How To Customize TXT Filter In Phrase TMS

by Andrej Zito
on April 24, 2024

Is Phrase your favorite TMS? In this tutorial, you’ll learn how to customize the TXT filter in Phrase TMS with our instructor Carlos.

Carlos García Gómez

Hey everyone, and welcome to the second tutorial for phrase TMS. In this video, we’re going to learn how to customize a text filter by extracting the translatable strings, and separating those from the code. So let’s dive in. Alright, so this is the text file that we’re going to work with for the tutorial. If you have followed the full video series, you will find this file familiar. So it’s basically a text file where we need to specify what are the strings for translation. So as you can see, we have 10 lines. And let me actually maximize these a little bit. We have 10 lines of code, all of them following a similar pattern. So all of them are starting with the set, then the identifier equals symbol and the string for translation. And at the very end of each line, we’re going to find the comment. Okay, so the same happens for line number one. But same for line number two, this is your the identifier. This is the string for translation.

And this is your song command, and the same for all of them. As you can see, we also have some embedded content. Alright, so first off, we have some HTML tags in here like the bold tag. And here we have the closing the tag for bold text in HTML. And we also have some placeholders in this pattern. Okay, the similar pattern with the opening curly bracket and the closing curly bracket. So what we are going to do is to go straight to the phrase TMS tutorial project that we created in the previous tutorial, where we have the JSON file, and we’re going to create a new job. For this case, we’re going to work with the text filter. So let me just first choose the file and specify strings dot txt, and we need to scroll down a little bit. And we will find a txt. This is the fields that we’re going to play with.

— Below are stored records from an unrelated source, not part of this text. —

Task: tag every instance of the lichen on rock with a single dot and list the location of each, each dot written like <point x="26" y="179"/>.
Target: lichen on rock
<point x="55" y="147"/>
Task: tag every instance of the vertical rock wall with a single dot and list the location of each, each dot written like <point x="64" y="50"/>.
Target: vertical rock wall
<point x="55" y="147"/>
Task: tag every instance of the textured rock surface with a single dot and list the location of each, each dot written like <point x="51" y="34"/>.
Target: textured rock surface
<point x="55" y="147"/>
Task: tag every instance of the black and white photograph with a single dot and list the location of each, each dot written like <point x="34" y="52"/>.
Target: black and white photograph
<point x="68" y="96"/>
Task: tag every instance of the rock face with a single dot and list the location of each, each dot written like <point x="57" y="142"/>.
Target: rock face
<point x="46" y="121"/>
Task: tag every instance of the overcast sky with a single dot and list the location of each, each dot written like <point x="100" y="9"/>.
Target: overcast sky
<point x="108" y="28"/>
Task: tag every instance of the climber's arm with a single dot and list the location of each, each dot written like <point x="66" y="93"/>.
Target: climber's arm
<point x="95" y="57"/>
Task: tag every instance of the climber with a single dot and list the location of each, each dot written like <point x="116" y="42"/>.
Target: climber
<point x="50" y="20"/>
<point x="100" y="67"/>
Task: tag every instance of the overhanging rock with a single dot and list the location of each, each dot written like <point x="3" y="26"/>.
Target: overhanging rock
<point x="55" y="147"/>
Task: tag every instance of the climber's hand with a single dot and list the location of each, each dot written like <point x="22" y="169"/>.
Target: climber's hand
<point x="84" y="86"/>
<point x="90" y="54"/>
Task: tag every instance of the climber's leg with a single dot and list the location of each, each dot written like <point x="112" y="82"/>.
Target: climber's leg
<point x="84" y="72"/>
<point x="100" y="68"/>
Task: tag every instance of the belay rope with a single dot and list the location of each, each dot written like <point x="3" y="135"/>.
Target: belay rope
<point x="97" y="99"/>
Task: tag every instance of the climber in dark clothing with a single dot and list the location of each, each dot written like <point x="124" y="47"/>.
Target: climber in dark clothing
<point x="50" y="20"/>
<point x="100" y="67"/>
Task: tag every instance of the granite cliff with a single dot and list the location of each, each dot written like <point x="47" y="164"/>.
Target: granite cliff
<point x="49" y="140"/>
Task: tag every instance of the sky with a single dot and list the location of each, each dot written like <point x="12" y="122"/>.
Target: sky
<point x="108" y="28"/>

And again, if you hover your mouse over each of these fields, you’re going to find some notes and even some links to the corresponding reg x p manual. Okay? Again, this is the place where you will find useful information on general examples. And more specifically on the txt input, which is the one that we’re going to do right now. For example, you have some examples, where this is the line on your source file. And the string for translation is actually found here. So to import takes between this part and this part, which means between this part and this part, so this is the string port translation, use reg XP, this one, okay.

And the same for different structures. If you are familiar with regular expressions, you will notice that what we need in phrase TMS is to specify with a look behind. And we know it’s a look behind because of the syntax, that before the text for translation. And this is the text for translation. So before, we need to have this pattern, okay, which is the hash has one hash has space, that’s the pattern that we have before the text for translation. This is the text for translation. And after the text for translation, we have the look ahead. Okay, so the Look Ahead, is done with the syntax, the question mark the equal symbol, and then it needs to be followed by this part, which is basically the space as as that has us, this is just an example. But we’re going to work with a similar pattern, okay. So, in reality, what we need to check is what we have before the strings for translation. So, if the strings for translation are found in here, inside the quotes, what we need to do is what do we have in before Alright, so, sometimes this can be done also in other tools, we can specify the full part, okay? If that’s not possible, or if we have some issues or whatever, we can specify just this part or maybe just this part or even just the code A, the larger the look behind is the more robust your regular expression will be. Now, the problem is that when we are working with look behind and look ahead, we are going to have some technical limitations that we will see later. For now, let’s just first create the translatable text, okay, and the translatable text can be found at let me actually toggle between the file and phrase. So we are going to need, look behind and look ahead and inside we have the text for translation.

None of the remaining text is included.